Affected cytochrome P450 isoenzymes and drug transporters: CYP1A1, CYP2C8, CYP2C9, CYP2C19, CYP3A4, P-gp, MRP2
Cabozantinib is metabolized in the liver and is a substrate of CYP3A4 in vitro; inhibition of CYP3A4 reduced the formation of the oxidative metabolite by > 80%. While cabozantinib is also a CYP2C9 substrate, inhibition of CYP2C9 had a minimal effect on metabolite formation (less than 20%). Cabozantinib is a CYP2C8 inhibitor in vitro; however, the interaction was not found to be relevant in a clinical study.
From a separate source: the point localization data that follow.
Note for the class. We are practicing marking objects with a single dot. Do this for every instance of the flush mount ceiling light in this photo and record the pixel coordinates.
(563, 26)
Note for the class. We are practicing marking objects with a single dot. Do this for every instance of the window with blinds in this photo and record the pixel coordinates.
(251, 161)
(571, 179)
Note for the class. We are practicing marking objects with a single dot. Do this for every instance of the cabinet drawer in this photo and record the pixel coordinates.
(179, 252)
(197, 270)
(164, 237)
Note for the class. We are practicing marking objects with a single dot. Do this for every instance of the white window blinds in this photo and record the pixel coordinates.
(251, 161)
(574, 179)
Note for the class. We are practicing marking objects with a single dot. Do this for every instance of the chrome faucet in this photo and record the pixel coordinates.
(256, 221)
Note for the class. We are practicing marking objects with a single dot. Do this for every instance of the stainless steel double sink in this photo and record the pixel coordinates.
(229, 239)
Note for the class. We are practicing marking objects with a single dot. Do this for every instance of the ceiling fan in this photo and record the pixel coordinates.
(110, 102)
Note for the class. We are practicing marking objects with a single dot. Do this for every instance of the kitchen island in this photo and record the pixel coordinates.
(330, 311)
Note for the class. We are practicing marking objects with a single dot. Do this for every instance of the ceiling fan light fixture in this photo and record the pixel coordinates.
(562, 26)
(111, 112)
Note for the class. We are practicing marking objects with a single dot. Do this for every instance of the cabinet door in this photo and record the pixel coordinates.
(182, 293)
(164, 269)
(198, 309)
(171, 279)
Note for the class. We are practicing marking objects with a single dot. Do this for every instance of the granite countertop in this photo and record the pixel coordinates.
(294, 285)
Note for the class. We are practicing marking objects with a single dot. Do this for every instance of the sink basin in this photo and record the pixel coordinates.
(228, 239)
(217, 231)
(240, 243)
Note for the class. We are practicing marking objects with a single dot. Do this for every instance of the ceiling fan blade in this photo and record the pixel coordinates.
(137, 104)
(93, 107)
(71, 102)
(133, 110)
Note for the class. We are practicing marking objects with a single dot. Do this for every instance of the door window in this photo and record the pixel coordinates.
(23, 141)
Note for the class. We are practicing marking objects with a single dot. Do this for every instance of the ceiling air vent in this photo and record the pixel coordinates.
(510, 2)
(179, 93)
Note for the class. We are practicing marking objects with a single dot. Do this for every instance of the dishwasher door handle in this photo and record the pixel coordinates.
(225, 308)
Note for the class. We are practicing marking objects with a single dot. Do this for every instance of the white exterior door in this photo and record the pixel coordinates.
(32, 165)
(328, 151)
Because of this, less sensitive substrates of other pathways affected by cabozantinib in vitro (i.e., CYP2C9, CYP2C19, CYP3A4) were not evaluated and a clinically relevant effect is considered unlikely. Cabozantinib induces CYP1A1 mRNA; however, the clinical significance of this interaction is unknown. It is also a MRP2 substrate and P-glycoprotein (P-gp) inhibitor, but the clinical significance of these findings is unknown.
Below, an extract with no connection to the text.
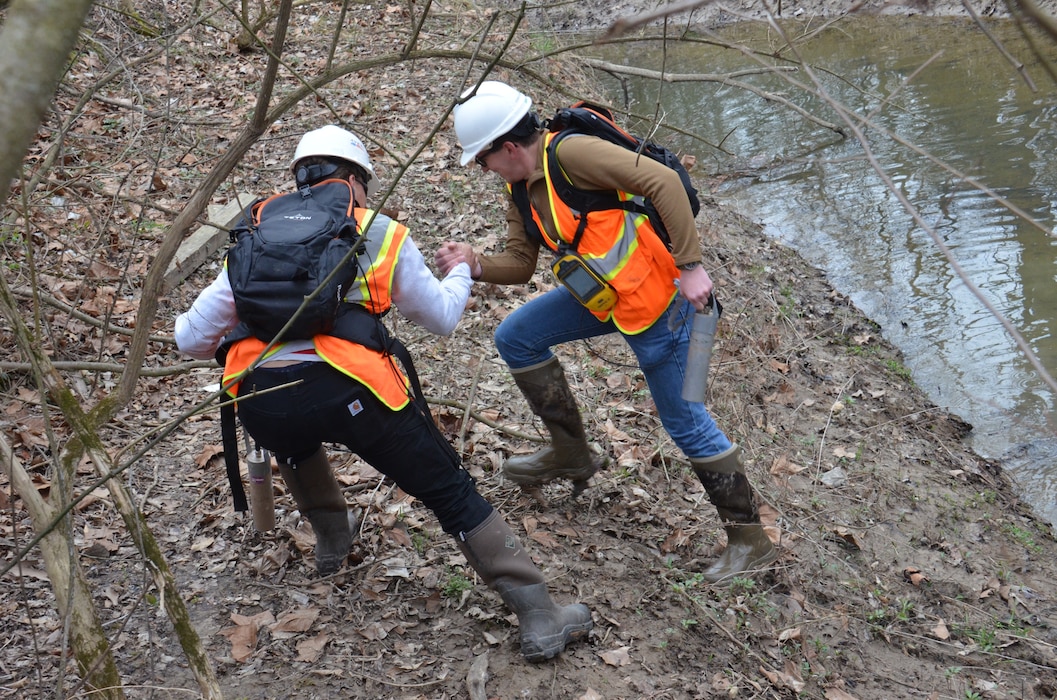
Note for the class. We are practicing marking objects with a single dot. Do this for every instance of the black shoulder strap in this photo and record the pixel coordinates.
(519, 191)
(230, 443)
-Route-Specific Pharmacokinetics
Oral Route
Following a single cabozantinib oral dose, the median time to peak plasma concentration (Tmax) was 2 to 5 hours in 289 patients with solid tumors including medullary thyroid cancer in a pharmacokinetic analysis. Following repeat oral cabozantinib 140 mg/day dosing, steady state was achieved by day 15 and the AUC increased to 4 to 5 times the values achieved with single doses by day 19. When a single cabozantinib 140-mg dose was administered with a high-fat meal in healthy subjects, the Cmax and AUC values were increased by 41% and 57%, respectively. Therefore, cabozantinib should be taken on an empty stomach.
The Cmax of the tablet formulation of cabozantinib (Cabometyx) was 19% higher compared to the capsule formulation (Cometriq) after a single 140-mg dose; the AUC was less than 10% different between dosage forms. Do not substitute Cabometyx tablets with Cometriq capsules.
-Special Populations
Hepatic Impairment
Cabozantinib exposure increased by 81% and 63%, respectively, in patients with mild (Child-Pugh class A) and moderate (Child-Pugh class B) hepatic impairment. The pharmacokinetic parameters of cabozantinib have not been evaluated in patients with severe (Child-Pugh class C) hepatic impairment. Because cabozantinib is metabolized in the liver, its use in patients with severe hepatic impairment is not recommended.
Renal Impairment
Cabozantinib clearance did not significantly change in subjects with mild to moderate renal impairment (CrCL 30 mL/min or more) in a population pharmacokinetic analysis. The pharmacokinetics of cabozantinib in patients with severe renal impairment (CrCL less than 30 mL/min) or end-stage renal disease (ESRD) requiring dialysis is unknown.
Pediatrics
The systemic exposure to cabozantinib in pediatric patients 12 years and older at the recommended dosages are expected to be comparable to the exposure in adults at the dose of cabozantinib 60 mg (tablets) once daily.
Geriatric
Age (range, 20 to 86 years) did not affect the pharmacokinetic parameters of cabozantinib in a population pharmacokinetic analysis.
Gender Differences
Gender had no clinically significant impact on cabozantinib clearance in a population pharmacokinetic analysis.
Ethnic Differences
Ethnicity had no clinically significant impact on cabozantinib pharmacokinetics in a population pharmacokinetic analysis.